We knew that the former star football player at all levels of the game - from his high school days at Massillon to his collegiate days at Ohio State to his time spent with Detroit, Buffalo and Cleveland in the National Football League - had very little to prove on the football field.
After hearing him speak, though, we learned that his transformation from "... Chris, who defines himself as a football player ..." to "Chris, the guy who wakes up every morning and pleads with God to be the weakest man in the world, because when you do that, you will be the strongest ..." can give everyone something to think about.
He remains active in the fight against breast cancer, helping to raise money for the Stefanie Spielman Fund for Breast Cancer Research, a project Chris and his wife started before her death from the disease on Nov. 19, 2009, at the age of 42.
All money donated to that fund goes to research at the James Cancer Hospital and Solove Research Institute at Ohio State.
When Spielman and his late wife started the fund, they hoped to raise $250,000. To date, $12 million has been collected.
Spielman told chamber members and supporters who had gathered at St. Florian Hall in Wintersville that they can be sure that none of that money is wasted. He said that well-intended efforts are not enough - the work must produce results, or the funding is shifted to other projects.
There wasn't much discussion about football during Spielman's talk. The current ESPN college football commentator was more than willing, however, to answer questions about the current game in general and the Buckeyes in particular before the dinner started.
He said that second-year OSU coach Urban Meyer has brought some obvious changes to the program. The biggest may be that the Buckeyes under Meyer will play to win and not play not to lose.
"There's really no right and no wrong in that," he explained. "It's just a difference in coaching philosophies."
Meyer's first year produced a 12-0 record, but NCAA sanctions kept the Buckeyes out of post-season play.

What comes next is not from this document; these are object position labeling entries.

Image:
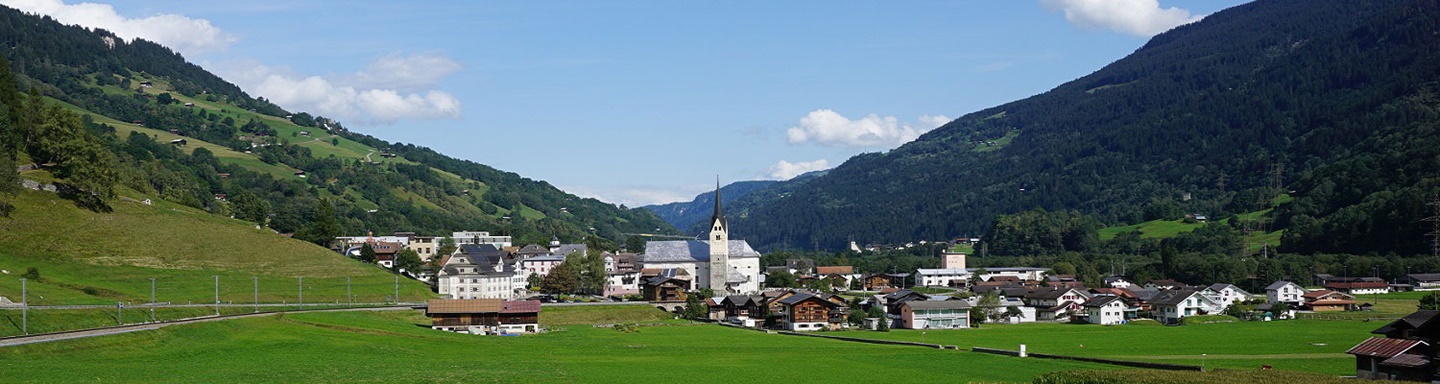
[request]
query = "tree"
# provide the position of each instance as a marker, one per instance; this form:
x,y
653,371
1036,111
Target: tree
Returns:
x,y
562,279
366,253
1430,302
406,261
445,248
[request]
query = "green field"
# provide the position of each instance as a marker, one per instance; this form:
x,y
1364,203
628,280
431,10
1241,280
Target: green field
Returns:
x,y
1299,345
90,258
389,347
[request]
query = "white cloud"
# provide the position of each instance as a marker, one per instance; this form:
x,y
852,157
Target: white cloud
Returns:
x,y
786,170
389,89
185,35
1139,17
828,128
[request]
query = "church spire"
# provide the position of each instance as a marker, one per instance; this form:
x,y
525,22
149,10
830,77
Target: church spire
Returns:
x,y
719,213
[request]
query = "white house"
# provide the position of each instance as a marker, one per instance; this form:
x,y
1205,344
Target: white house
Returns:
x,y
1106,309
1226,294
1172,305
1283,291
942,276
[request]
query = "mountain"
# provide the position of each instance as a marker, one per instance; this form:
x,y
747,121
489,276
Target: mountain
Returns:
x,y
686,215
110,117
1331,99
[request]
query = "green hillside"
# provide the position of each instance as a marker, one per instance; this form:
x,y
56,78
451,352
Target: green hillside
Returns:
x,y
1329,99
138,97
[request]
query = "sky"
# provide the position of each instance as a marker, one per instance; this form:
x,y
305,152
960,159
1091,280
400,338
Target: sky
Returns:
x,y
642,102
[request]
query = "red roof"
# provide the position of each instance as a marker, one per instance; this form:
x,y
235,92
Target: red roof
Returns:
x,y
1384,347
1357,285
522,307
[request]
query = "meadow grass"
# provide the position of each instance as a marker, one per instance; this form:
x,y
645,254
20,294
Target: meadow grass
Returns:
x,y
1299,345
390,347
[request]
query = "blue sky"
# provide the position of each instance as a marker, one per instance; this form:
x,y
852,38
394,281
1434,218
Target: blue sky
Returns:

Ohio State will enjoy a week off after last night's game at Northwestern before resuming Big Ten play Oct. 19 against Iowa in Columbus.
Those in attendance at the 105th-annual meeting also learned that Susan Hershey plans to retire as chamber president by the end of the year.
The chamber has seen plenty of growth under Hershey, who took on the job in February 2009, and who reminded everyone that she plans to remain active in the community.
If you haven't had the chance to get to it yet, Paul Giannamore's retrospective on the life of Robert Loughhead on Page 1A makes for some good reading for anyone who lived through the changes the steel industry underwent in the 1980s and those who are interested in a bit of history from the era.
Loughhead, who died Sept. 18 at the age of 84, will be remembered locally as the first president of the employee-owned Weirton Steel Corp. when that company was officially formed on Jan. 11, 1984.
He's remembered as the man who was able to put together the pieces that allowed the company to stand alone after National Steel announced in 1982 that it wanted to reduce the local plant to a finishing mill.
Community Editor Janice Kiaski, meanwhile, offers a look at the Cancer Dietary Initiative at the Tony Teramana Cancer Center on Page 1E of today's edition.
It's a project that helps to ensure that cancer patients have food at the end of the month when some find that their resources might have run out and they are left with few options. It's all part of the center's comprehensive cancer care.
(Gallabrese, a resident of Steubenville, is executive editor of the Herald-Star and The Weirton Daily Times.)